Hawking proves a good sport when it comes to settling bets

By Joe Friesen

The Globe and Mail
July 22, 2004

One of the universe's great wagers was settled in Dublin yesterday when renowned astrophysicist Stephen Hawking admitted his black-hole theory was wrong and settled a bet with colleague John Preskill by giving him an encyclopedia of baseball published in Canada.

Mr. Preskill insisted that his prize be Total Baseball: The Ultimate Baseball Encyclopedia, a seven-kilogram volume of baseball writing and statistics published by Toronto-based SPORTClassic Books.

A copy of the 2,688-page book was sent by overnight courier from New York to Dublin, at a cost of $150 (U.S.).

It arrived in time for yesterday's public settling of accounts between the two scientists at the 17th International Conference on General Relativity and Gravitation.

Wayne Parrish, the president of SPORTClassic Books, said Mr. Hawking offered to pay the shipping costs, but he doesn't think he'll collect on the debt. The publicity alone is worth more, he said.

The book typically sells about 20,000 copies a year and is seen as an exhaustive reference book with complete career records for 16,000 professional baseball players.

John Thorn, the lead author of Total Baseball, said he laughed out loud when he heard the news.

"It was the most preposterous thing I'd seen in a while," he said. U.S. president Bill Clinton took a copy of an earlier edition to China in 1998 to be given to the Chinese Premier as part of a representative sample of American books.

Mr. Thorn said his work and that of Mr. Hawking have some vague parallels.

"I think the parallel that might be drawn, and it is very thinly drawn at that, is that Total Baseball originally tried to present a unified field theory of baseball, through its linear weight system," he said.

"That is that all of baseball may fundamentally be understood in terms of outs and runs. Conserve outs and make runs."

Mr. Hawking, an Englishman, and Mr. Preskill, an American, made the wager seven years ago on whether information about matter consumed by black holes, the celestial vortexes formed by collapsing stars, is permanently destroyed or conserved in some form.

Mr. Hawking, who made his name partly on the basis of his 1975 black-hole theory, yesterday conceded his theory was mistaken.

He said in a speech that black holes hold their information for eons, but as they disintegrate their contents can be sent shooting back into the universe. He backed his new theory with a complex set of calculations.

He paid his debt with an encyclopedia because it is something from which information can always be recovered.
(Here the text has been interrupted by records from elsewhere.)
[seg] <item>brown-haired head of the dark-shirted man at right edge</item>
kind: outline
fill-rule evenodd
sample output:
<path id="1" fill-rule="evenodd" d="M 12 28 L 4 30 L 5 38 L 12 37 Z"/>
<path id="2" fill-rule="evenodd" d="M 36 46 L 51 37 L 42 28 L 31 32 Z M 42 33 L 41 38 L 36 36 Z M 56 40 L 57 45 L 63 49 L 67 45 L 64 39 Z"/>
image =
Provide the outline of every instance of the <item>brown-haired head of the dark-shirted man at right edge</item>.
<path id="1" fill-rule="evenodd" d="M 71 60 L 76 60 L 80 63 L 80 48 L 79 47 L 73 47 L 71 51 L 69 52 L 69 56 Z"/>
An assistant to Mr. Hawking said via telephone that Mr. Hawking was in no way disappointed about having to purchase a baseball book for his colleague.

"No, he loved it," Andrew Dunn said. "We went to enormous lengths to get hold of this baseball encyclopedia.

"At one point, we were having trouble getting it and he tried to persuade John Preskill to take an encyclopedia of cricket, which of course we could find in England, but John Preskill is a baseball fan, being an American, so that wasn't good enough."

University of Toronto astrophysics professor Tom Bolton said it's fitting that a volume of baseball statistics would be used to settle this wager.

"Baseball is statistics," he said. "It is the thinking person's game because there's a certain measured pace to it and there's a lot of subtlety about what kind of pitch to throw, where to throw it, how you play different hitters . . . it's a very intriguing game."

Mr. Hawking, who came to international fame after the publication of his book A Brief History of Time, had previously argued that matter in black holes might travel to a parallel universe, thereby conforming with the subatomic theory that says such matter must be conserved in some form.

"I'm sorry to disappoint science-fiction fans, but if information is preserved, there is no possibility of using black holes to travel to other universes," he told the conference.

"If you jump into a black hole, your mass energy will be returned to our universe, but in a mangled form, which contains information about what you were like but in an unrecognizable state."

Mr. Hawking, who is paralyzed by amyotrophic lateral sclerosis and speaks through an electronic voice synthesizer, added, "It is great to solve a problem that has been troubling me for nearly 30 years, even though the answer is less exciting than the alternative I suggested."